Tutorial - Arrays

From Mesham
Jump to navigationJump to search

Tutorial number seven - prev :: next

Introduction

An array is a collection of element data in one or more dimensions and is a key data structure used in numerous codes. In this tutorial we shall have a look at how to create, use and communicate arrays.

Simple arrays

function void main() {
   var a:array[Int,10];
};

The above code will declare variable a to be an array of ten Ints which are indexed 0 to 9 inclusively. In the absence of further information a set of default types will be applied which are; heap, onesided, row, allocated, multiple. Arrays, when allocated to the heap, are subject to garbage collection which will remove them when no longer used.

#include <io>
#include <string>

function void main() {
   var a:array[Int,10];
   var i;
   for i from 0 to 9 {
      a[i]:=i;
   };
   for i from 0 to 9 {
      print(itostring(a[i]));
   };
};

The code snippet demonstrates writing to and reading from elements of an array, if you compile and run this code then you will see it displays values 0 to 9 on standard output. We can access an element of an array (for reading or writing) via the [x] syntax, where x is either an Int constant or variable.

Arrays and functions

#include <io>
#include <string>

function void main() {
   var a:array[Int,10];
   fill(a);
   display(a);
};

function void fill(var a:array[Int,10]) {
   var i;
   for i from 0 to 9 {
      a[i]:=i;
   };
};

function void display(var a:array[Int]) {
   var i;
   for i from 0 to 9 {
      print(itostring(a[i]));
   };
};

This code demonstrates passing arrays into functions and there are a couple of noteworthy points to make here. First, because an array is, by default, allocated to the heap, as discussed in the functions tutorial, this is pass by reference. Hence modifications made in the fill function do affect the original data allocated in the main function, which is what we want here. Secondly, see that the type we provide to the display function does not have any explicit size associated with the array? It is not always possible to know the size of an array that is being passed into a function, so Mesham allows for the type of a function argument to be specified with a size but with two restrictions; first it must be a one dimensional array and secondly no compile time bounds checking can take place.

Multi dimensional arrays

Arrays can be any number of dimensions just by adding extra bounds into the type declaration:

function void main() {
   var a:array[Int,16,8];
   a[0][1]:=23;
};

This code illustrates declaring variable a to be an array of two dimensions; the first of size 16 and the second 8. By default all allocation of arrays is row major although this can be overridden.
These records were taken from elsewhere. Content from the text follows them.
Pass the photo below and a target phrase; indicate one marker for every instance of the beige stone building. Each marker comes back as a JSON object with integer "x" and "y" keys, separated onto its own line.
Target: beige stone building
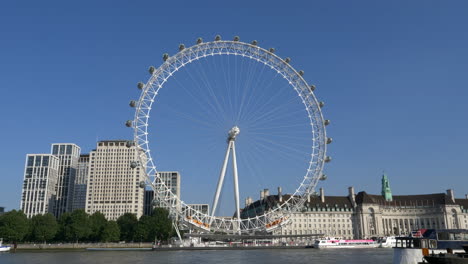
{"x": 113, "y": 185}
{"x": 365, "y": 215}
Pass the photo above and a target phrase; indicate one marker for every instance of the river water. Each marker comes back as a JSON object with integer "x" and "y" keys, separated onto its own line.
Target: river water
{"x": 323, "y": 256}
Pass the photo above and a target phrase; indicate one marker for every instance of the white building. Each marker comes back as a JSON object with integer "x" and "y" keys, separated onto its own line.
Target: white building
{"x": 365, "y": 215}
{"x": 171, "y": 180}
{"x": 203, "y": 208}
{"x": 40, "y": 179}
{"x": 68, "y": 154}
{"x": 113, "y": 185}
{"x": 80, "y": 183}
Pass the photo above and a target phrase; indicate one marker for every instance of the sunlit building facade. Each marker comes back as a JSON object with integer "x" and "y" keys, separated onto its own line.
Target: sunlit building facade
{"x": 68, "y": 154}
{"x": 39, "y": 184}
{"x": 113, "y": 186}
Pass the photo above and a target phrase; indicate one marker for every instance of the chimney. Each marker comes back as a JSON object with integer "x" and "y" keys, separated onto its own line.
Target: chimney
{"x": 450, "y": 195}
{"x": 322, "y": 195}
{"x": 280, "y": 195}
{"x": 352, "y": 196}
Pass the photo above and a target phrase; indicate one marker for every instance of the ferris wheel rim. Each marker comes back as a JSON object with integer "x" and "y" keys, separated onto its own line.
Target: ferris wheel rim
{"x": 225, "y": 47}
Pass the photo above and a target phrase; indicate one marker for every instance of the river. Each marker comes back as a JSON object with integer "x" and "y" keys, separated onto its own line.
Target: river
{"x": 323, "y": 256}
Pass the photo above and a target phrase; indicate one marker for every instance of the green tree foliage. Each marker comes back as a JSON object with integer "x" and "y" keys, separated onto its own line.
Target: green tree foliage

Line three illustrates writing into an element of a two dimensional array.

Communication of arrays

Arrays can be communicated entirely, per dimension or by individual elements.

#include <io>
#include <string>

function void main() {
   var a:array[Int,16,8]::allocated[single[on[1]]];
   proc 0 {
      a[0][1]:=28;
   };
   sync;
   proc 1 {
      print(itostring(a[0][1])+"\n");
   };
};

In this example process 0 writes to the (remote) memory of process 1 which contains the array, synchronisation occurs and then the value is displayed by process 1 to standard output.

Communicating multiple dimensions

#include <io>
#include <string>

function void main() {
   var a:array[Int,16,8]::allocated[single[on[1]]];
   proc 0 {
      var i;
      for i from 0 to 7 {			
         a[2][i]:=i;
      };
   };
   sync;
   proc 1 {
      var i;
      for i from 0 to 7 {
         print(itostring(a[2][i])+"\n");
      };
   };
};

Compile and run this code - look at the output, is it just a list of the value 8, not what you expected? Well in this example the values copied across may be any number between 0 and 8 because at each assignment a[2][i]:=i; we are setting the remote value of a at this specific index to be the value held in i. However, this communication does not guarantee to complete until the synchronisation and at that point the value of i is 8 (the loop iterates up to and including 7, after which i is incremented but found to be too large and the loop ceases.) It is something to be aware of - the value of a variable being remotely written matters until after the corresponding synchronisation.

There are a number of ways in which we could change this code to make it do what we want, the easiest is to use a temporary variable allocated on the heap (and will be garbage collected after the synchronisation.) To do this, replace the proc 0 block with:

proc 0 {
   var i;
   for i from 0 to 7 {
      var m:Int::heap;
      m:=i;
      a[2][i]:=m;
   };
};

This is an example of writing into remote memory of a process and modifying multiple indexes of an array (in any dimension.)

Communicating entire arrays

#include <io>
#include <string>

function void main() {
   var a:array[Int,20]::allocated[single[on[1]]];
   var b:array[Int,20]::allocated[single[on[2]]];
   proc 1 {
      var i;
      for i from 0 to 19 {			
         a[i]:=1;
      };
   };
   b:=a;
   sync;
   proc 2 {
      var i;
      for i from 0 to 19 {
         print(itostring(b[i])+"\n");
      };
   };
};

This code example demonstrates populating an array held on one process, assigning it in its entirety to an array on another process (line 13), synchronising and then the other process reading out all elements of that target array which has just been remotely written to.

Row and column major

By default arrays are row major allocated using the row type. This can be overridden to column major via the col type.

function void main() {
   var a:array[Int,16,8]::allocated[col::multiple];
};

will allocate array a to be an Int array of 16 by 8, allocated to all processes using column major memory allocation.

For something more interesting let's have a look at the following code:

#include <io>
#include <string>

function void main() {
   var a:array[Int,16,8];
   var i;
   var j;
   for i from 0 to 15 {
      for j from 0 to 7 {
         a[i][j]:=(i*10) + j;
      };
   };
   print(itostring(a::col[][14][7]));
};

By default variable a is row major allocated and we are filling up the array in this fashion. However, in the print statement we are accessing the indexes of this array in a column major fashion. Try changing col to row or remove it altogether to see the difference in value. Behind the scenes the types are doing to appropriate memory look up based upon their meaning and the indexes provided. Mixing memory allocation in this manner can be very useful for array transposition amongst other things. Exercise: Experiment with the col and row types and also see what effect it has placing them in the type chain of a like in the previous example.